Il papa sta dando la massima libertà di discussione ai vescovi e, naturalmente, ai laici. E ha sostenuto ripetutamente che la Chiesa non deve essere clericale e che i vescovi devono ascoltare i fedeli. Per questo ha proposto, prima del sinodo, un sondaggio sulla famiglia nelle parrocchie, nelle diocesi e nelle famiglie. Un secondo sondaggio sugli stessi temi è stato avviato nel dicembre scorso. In questo momento le parrocchie e le associazioni devono far sentire la propria voce per rispondere all’appello di Francesco teso a creare un clima di riforme come quello del Concilio Vaticano, che è maturato perché i vescovi erano sostenuti da teologi e credenti che lavoravano per cambiare la Chiesa.
Il risultato delle spinte in avanti del Concilio Vaticano II sono stati però due papi, Giovanni Paolo II e Benedetto XVI, ultraconservatori.
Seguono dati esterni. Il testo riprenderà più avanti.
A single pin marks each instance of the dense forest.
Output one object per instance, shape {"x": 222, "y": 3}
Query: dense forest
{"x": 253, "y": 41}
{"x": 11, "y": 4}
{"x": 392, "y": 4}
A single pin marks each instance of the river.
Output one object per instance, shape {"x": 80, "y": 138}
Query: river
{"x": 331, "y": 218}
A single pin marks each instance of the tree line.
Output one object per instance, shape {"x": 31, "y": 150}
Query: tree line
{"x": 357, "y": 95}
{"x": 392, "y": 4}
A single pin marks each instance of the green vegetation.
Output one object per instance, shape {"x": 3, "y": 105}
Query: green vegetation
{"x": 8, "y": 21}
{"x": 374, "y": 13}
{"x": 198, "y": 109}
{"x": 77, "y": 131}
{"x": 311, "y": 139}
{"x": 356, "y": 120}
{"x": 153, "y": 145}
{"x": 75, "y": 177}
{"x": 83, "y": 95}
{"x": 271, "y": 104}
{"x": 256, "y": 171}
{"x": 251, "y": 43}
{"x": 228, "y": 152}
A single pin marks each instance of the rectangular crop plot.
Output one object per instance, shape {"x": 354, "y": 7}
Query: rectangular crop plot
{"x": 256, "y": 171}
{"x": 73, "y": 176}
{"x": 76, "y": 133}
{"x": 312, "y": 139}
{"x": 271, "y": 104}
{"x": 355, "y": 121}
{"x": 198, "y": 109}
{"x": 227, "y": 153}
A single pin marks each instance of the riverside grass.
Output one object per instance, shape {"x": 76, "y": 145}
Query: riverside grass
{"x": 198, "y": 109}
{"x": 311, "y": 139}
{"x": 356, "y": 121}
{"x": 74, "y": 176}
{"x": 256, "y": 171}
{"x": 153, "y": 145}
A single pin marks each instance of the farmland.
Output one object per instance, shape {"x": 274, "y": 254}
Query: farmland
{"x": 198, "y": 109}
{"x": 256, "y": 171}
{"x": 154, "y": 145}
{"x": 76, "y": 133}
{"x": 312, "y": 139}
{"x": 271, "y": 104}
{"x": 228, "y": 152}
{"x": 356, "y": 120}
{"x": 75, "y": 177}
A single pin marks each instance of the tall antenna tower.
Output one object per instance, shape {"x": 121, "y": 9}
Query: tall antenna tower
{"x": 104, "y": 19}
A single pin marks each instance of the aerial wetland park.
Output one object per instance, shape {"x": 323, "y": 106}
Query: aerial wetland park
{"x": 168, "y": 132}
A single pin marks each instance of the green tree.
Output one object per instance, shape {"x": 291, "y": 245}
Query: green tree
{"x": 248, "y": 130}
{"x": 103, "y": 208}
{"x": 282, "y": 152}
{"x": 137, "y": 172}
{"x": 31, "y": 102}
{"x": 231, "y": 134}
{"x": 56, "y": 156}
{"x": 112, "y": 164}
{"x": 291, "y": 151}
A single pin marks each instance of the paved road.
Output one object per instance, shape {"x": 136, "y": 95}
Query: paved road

Nessun colpo di freno, che pure ci sono stati, ha potuto però cancellare le innovazioni del Concilio sulla libertà di coscienza, sulla libertà di religione, sull’ecumenismo o sulla riforma liturgica.
Veniamo al rapporto tra Chiesa e Stato. Ci sono novità su questo fronte?
Il nuovo pontefice non parla più di principi non negoziabili e ha fatto cessare le interferenze del Vaticano nel processo legislativo italiano. È una grande svolta. Non c’è più un intervento della segreteria di Stato vaticana per allearsi con questo o quel partito o per influenzare il governo. È accaduto nella nostra storia recente per esempio, con l’affossamento dei Dico e il sabotaggio del referendum sulla fecondazione artificiale.
Le parti sono però solo invertite: sono i partiti, chi più chi meno, che sgomitano per compiacere la Chiesa.
C’è una grande debolezza della classe politica italiana che strizza l’occhio al singolo vescovo per avere dei voti. Questo problema riguarda anche il governo che non ha il coraggio di chiedere, per esempio, una riunione della commissione italo-vaticana per chiedere la revisione del sistema del finanziamento dell’8 per mille, che, dalla revisione del Concordato, dà un quantitativo sproporzionato di denaro alla Chiesa.